These are just a few that impacted my life in a positive way…

Players I looked up to because of their playing abilities on game day… that could make things happen… Terry Bradshaw, Rocky Bleier, Donnie Shell, Mean Joe Greene, Mel Blount, Jack Ham, Jack Lambert, Lynn Swann, Jon Kolb, Franco Harris, (I guess I should mention the whole starting line up)

Players I liked being around, respected and learned life lessons from: Donnie Shell, John Stallworth, Tony Dungy,

Players that were funny: Steve Courson, John Banaszak, Ted Peterson, Ernie Holmes, Mike Webster, Dirt Winston

What about that team and your experiences there would surprise readers most? What surprised you most about that team?

That I was playing with the world champion Pittsburgh Steelers.. and NOT ONE of the PLAYERS thought they were a super star and expected star treatment… and NO ONE person was above the TEAM.  As a group, virtually everyone was fun to be around. The players, coaches & management treated everyone with respect… including the ball boys, trainers, equipment managers, etc. 

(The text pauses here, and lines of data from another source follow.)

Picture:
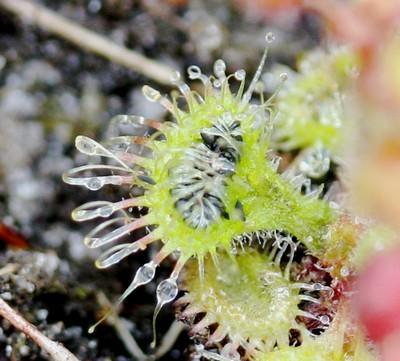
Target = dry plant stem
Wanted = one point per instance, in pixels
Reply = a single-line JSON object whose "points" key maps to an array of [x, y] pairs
{"points": [[88, 40], [54, 349]]}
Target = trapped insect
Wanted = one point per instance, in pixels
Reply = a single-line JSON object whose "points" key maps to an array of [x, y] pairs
{"points": [[203, 177]]}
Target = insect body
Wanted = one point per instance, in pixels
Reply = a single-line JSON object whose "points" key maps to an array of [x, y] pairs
{"points": [[204, 179]]}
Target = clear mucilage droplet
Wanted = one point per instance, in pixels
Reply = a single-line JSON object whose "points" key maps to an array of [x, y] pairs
{"points": [[150, 93], [94, 184], [194, 72], [240, 75], [167, 291], [270, 37], [219, 69]]}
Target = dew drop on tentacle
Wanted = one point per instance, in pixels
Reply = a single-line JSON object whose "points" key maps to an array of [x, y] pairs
{"points": [[194, 73], [154, 95], [219, 70], [144, 275], [167, 291], [104, 209]]}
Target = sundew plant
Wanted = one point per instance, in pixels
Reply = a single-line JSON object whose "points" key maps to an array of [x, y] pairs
{"points": [[247, 236]]}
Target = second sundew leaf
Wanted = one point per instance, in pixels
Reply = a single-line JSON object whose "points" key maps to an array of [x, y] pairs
{"points": [[310, 108]]}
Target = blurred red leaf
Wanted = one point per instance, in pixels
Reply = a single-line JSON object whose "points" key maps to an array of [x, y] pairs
{"points": [[378, 295]]}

There was the normal kidding, stunts and gags that virtually all mens locker rooms have… but it was not mean-spirited or did I see “cliques”… which was why the team was so successful.  The entire coaching staff was EXCELLENT!  Coach Noll was the MAN in charge… and he choose excellent coaches to coach each position.  These coaches could also inspire you to perform at a much higher level than maybe your skill set would allow because they believed in you… and you knew they were counting on you.

While not new to the NFL, you were new to the Steelers and Pittsburgh area. Who took you under their wing in ’77 and helped you adjust to the Steelers on and off the field and how did they do so?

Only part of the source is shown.